Два Игоря Ильича расхохотались; затем к ним присоединился третий. Не смеши, Бога ради. Напрасные усилия. Весь твой пар ушел в гудки. Посмотри наконец на себя трезвым взглядом – как в самом прямом, так и в переносном смысле. Клянусь, ударил себя кулаком в грудь Анастасьинский, ты сквозь землю готов будешь провалиться от стыда! Тебе семьдесят семь или семьдесят восемь? Какая, собственно, разница. Старикашка. Отпищали в яйцах дети. А написал – ну, тошно, ей-Богу, глядеть на эту выставку достижений. Он указал на полку с книжками Питовранова. Покажите, покажите мне хотя бы одного человека, готового хлебать эту манную кашку. Повествование о святом докторе, ах, ах. Вся его жизнь всецело была посвящена несчастным, тем, кто оказался на дне общества… Тошнит. Сострадание – это чахотка, которой христианство заразило мир.

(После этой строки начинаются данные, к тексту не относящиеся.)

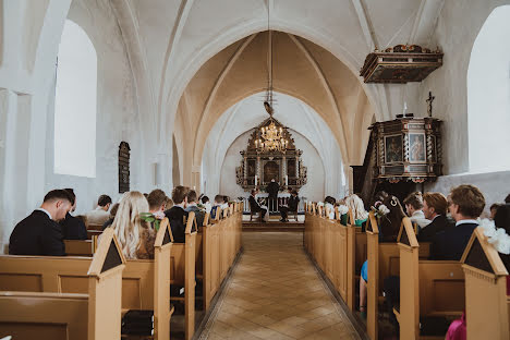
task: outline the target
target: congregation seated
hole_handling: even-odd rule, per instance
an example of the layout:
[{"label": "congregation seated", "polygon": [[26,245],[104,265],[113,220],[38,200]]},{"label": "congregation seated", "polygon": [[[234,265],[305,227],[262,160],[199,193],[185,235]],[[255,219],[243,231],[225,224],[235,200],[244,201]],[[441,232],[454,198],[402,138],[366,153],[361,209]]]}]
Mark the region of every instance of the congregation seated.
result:
[{"label": "congregation seated", "polygon": [[[354,216],[354,226],[362,227],[363,223],[368,219],[368,212],[365,210],[365,205],[363,201],[356,194],[352,194],[345,198],[345,206],[351,209],[352,215]],[[343,221],[347,224],[347,221]],[[352,221],[351,221],[352,223]]]},{"label": "congregation seated", "polygon": [[423,196],[421,192],[414,192],[408,195],[403,201],[405,212],[408,212],[411,222],[415,222],[420,229],[427,227],[430,220],[425,218],[423,214]]},{"label": "congregation seated", "polygon": [[432,242],[434,236],[452,223],[447,218],[448,201],[441,193],[425,193],[423,195],[423,214],[430,223],[420,229],[418,242]]},{"label": "congregation seated", "polygon": [[209,197],[202,196],[202,205],[205,207],[206,212],[210,214],[210,210],[212,209],[212,205],[209,202]]},{"label": "congregation seated", "polygon": [[72,189],[65,189],[71,197],[71,209],[65,218],[59,222],[64,240],[87,240],[87,227],[84,221],[71,215],[76,209],[76,195]]},{"label": "congregation seated", "polygon": [[211,219],[216,219],[216,211],[218,209],[222,209],[222,206],[223,205],[223,196],[222,195],[216,195],[215,196],[215,204],[212,205],[211,209],[210,209],[210,218]]},{"label": "congregation seated", "polygon": [[173,234],[173,242],[184,243],[185,235],[184,231],[186,224],[184,218],[187,218],[187,211],[185,210],[187,204],[189,189],[182,185],[175,186],[172,191],[173,207],[165,211],[166,217],[170,222],[170,229]]},{"label": "congregation seated", "polygon": [[291,191],[291,196],[289,197],[289,201],[287,202],[287,206],[280,206],[280,215],[281,219],[280,221],[287,222],[288,221],[288,216],[289,211],[290,212],[296,212],[298,214],[298,205],[300,204],[300,197],[298,197],[298,191],[292,190]]},{"label": "congregation seated", "polygon": [[108,212],[110,206],[111,197],[108,195],[100,195],[97,199],[97,207],[86,214],[88,223],[104,224],[110,218],[110,214]]},{"label": "congregation seated", "polygon": [[463,184],[451,191],[448,205],[456,227],[434,236],[430,259],[460,260],[471,234],[478,227],[476,219],[484,210],[485,198],[476,186]]},{"label": "congregation seated", "polygon": [[111,226],[111,223],[113,223],[113,220],[116,219],[117,210],[119,210],[118,203],[111,206],[110,218],[105,223],[102,223],[102,230],[107,229],[108,227]]},{"label": "congregation seated", "polygon": [[205,218],[205,211],[198,208],[196,205],[196,191],[191,190],[187,193],[187,206],[185,208],[186,212],[195,212],[195,218],[196,218],[196,226],[197,228],[202,228],[204,224],[204,218]]},{"label": "congregation seated", "polygon": [[257,190],[252,189],[252,194],[250,195],[248,202],[250,202],[250,210],[252,214],[254,212],[260,212],[260,221],[264,222],[264,217],[267,214],[267,208],[263,208],[257,199],[255,199],[255,196],[257,194]]},{"label": "congregation seated", "polygon": [[324,198],[324,209],[325,211],[329,211],[329,216],[327,218],[335,219],[335,205],[337,204],[337,199],[331,196],[326,196]]},{"label": "congregation seated", "polygon": [[52,190],[42,204],[16,224],[9,240],[11,255],[65,256],[62,229],[73,198],[65,190]]},{"label": "congregation seated", "polygon": [[147,199],[141,192],[132,191],[122,195],[111,228],[126,259],[154,258],[156,232],[139,217],[148,209]]}]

Человечество должно порождать великанов, а не выхаживать убогих. И ты смеешь называться писателем?! Ну, скажи мне, скажи, отчего тебе вдруг приспичило понять, в какое время мы живем? A-а… Тебе не по нраву наши славные денечки? Что ж, и я не в восторге. Но ты не гляди как обыватель; взгляни на этот муравейник с метафизических высот. Погоди. Помнишь ли, что некогда Адам и Ева изгнаны были из рая? Лоллий кивнул: «Помню». Архангел Михаил с мечом наголо их гонит – понять, кстати, не могу, на кой ляд ему меч? они голые и отчаявшиеся и горько рыдают; а он – прощения заранее просим за оскорбление религиозных чувств – у тебя есть религиозные чувства? нет? я так и думал – он, ей-Богу, как омоновец с дубинкой, науськанный на мирных граждан. Адам воет, как пес на луну: Раю, мой Раю, прекрасный мой Раю! Мене ради, Раю, сотворен еси, а Евы ради, Раю, затворен еси… Ну и так далее.